We’ve got a question about the auto update to classic mode.
Is there a way to update our current users to the classic mode automatically?

If we publish the new release with classic mode enabled will this mechanism https://docs.snapcraft.io/keeping-snaps-up-to-date update our current users from strict to classic in the background or not? If not, is there a way to refresh from strict to classic manually with CLI?

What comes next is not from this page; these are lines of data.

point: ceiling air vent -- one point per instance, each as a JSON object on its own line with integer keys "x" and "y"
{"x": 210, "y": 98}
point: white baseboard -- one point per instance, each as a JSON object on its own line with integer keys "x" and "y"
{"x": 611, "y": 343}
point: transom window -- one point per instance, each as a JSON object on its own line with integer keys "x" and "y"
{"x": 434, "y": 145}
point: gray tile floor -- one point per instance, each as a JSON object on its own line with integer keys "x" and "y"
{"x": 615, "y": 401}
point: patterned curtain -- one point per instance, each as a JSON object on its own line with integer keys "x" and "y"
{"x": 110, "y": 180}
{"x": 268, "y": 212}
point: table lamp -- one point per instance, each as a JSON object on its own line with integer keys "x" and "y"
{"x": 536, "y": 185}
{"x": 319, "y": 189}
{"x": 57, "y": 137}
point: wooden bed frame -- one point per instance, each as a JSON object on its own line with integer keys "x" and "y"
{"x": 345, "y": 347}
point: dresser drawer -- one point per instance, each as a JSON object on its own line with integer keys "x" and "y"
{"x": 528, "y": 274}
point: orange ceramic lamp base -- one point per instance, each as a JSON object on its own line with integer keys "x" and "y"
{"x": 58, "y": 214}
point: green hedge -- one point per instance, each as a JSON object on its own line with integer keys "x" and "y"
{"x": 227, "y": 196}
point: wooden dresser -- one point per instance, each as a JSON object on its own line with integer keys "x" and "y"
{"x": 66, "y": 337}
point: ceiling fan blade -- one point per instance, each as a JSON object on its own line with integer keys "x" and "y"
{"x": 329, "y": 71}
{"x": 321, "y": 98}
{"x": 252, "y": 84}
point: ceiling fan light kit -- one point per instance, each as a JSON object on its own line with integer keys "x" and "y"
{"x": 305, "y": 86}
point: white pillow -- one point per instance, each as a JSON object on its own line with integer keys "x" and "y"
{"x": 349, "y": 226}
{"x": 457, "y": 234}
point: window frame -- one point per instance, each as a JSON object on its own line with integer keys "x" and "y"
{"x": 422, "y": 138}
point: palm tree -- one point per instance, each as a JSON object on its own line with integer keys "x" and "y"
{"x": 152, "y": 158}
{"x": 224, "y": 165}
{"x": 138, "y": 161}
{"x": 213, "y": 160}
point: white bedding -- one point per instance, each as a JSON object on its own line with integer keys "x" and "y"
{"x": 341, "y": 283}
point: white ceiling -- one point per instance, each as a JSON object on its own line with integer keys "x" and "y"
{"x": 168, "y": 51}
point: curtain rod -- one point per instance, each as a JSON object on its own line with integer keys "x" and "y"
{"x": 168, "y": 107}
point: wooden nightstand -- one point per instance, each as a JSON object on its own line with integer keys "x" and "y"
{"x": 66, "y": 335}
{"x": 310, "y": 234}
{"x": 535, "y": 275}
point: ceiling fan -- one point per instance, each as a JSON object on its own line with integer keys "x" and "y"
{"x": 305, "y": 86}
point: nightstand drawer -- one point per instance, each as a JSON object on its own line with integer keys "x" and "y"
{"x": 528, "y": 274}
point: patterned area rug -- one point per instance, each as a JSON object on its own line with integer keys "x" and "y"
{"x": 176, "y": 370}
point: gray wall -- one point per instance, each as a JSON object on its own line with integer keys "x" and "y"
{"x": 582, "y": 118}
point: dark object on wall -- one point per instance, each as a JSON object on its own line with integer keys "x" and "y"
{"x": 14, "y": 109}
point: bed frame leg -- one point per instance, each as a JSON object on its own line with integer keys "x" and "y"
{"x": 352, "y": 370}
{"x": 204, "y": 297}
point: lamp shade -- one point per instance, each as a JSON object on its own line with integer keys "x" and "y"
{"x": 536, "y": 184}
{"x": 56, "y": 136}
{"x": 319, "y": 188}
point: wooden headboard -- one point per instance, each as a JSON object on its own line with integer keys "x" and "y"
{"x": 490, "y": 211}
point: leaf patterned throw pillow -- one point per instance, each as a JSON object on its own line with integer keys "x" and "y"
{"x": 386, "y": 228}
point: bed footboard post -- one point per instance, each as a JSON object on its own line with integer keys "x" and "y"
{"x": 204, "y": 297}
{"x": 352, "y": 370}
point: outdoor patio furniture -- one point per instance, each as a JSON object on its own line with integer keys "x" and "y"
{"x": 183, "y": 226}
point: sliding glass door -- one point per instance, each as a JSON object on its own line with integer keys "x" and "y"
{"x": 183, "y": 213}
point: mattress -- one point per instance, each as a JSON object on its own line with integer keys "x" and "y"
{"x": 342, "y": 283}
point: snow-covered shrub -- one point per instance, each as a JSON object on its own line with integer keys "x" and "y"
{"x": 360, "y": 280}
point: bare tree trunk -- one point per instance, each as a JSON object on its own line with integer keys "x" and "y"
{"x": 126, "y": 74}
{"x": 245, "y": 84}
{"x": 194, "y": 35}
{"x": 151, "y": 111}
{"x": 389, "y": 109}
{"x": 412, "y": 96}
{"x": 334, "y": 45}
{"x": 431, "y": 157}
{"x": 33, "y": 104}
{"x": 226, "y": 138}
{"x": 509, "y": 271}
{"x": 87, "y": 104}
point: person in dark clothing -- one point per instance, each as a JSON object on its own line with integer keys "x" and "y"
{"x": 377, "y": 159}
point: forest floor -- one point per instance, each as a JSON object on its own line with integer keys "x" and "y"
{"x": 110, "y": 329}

AIUI, snaps by design are allowed to automatically refresh from classic to strict but not the other way around. I believe the @advocacy team worked with a publisher or two on dealing with this. Perhaps they can comment here?

Hello @popey @pedronis

Guys, could you advice something?
Or our current users have to remove current Strict applications and install it with --classic again?

Thanks in advance.

This is a tricky one. I would consider doing the following - comments / suggestions welcome:

  • Publish a classic build to the candidate channel only
  • Publish a strict build to the stable channel, which has a zenity / yad / dialog popup which pops up before the application launches to explain you’re now classic confined, and to tell people to snap refresh termius --candidate (and omit the --classic so they get to read the message that pops up when they try to refresh to the classic snap)
  • Monitor the snap metrics for your snap to see how many have moved from stable to candidate. Be accepting of the fact not everyone will, as not everyone will start your application and see the popup
  • Once a chunk of users have moved over, promote the classic build to the stable channel and close the candidate channel

I can’t think of a better way to do it.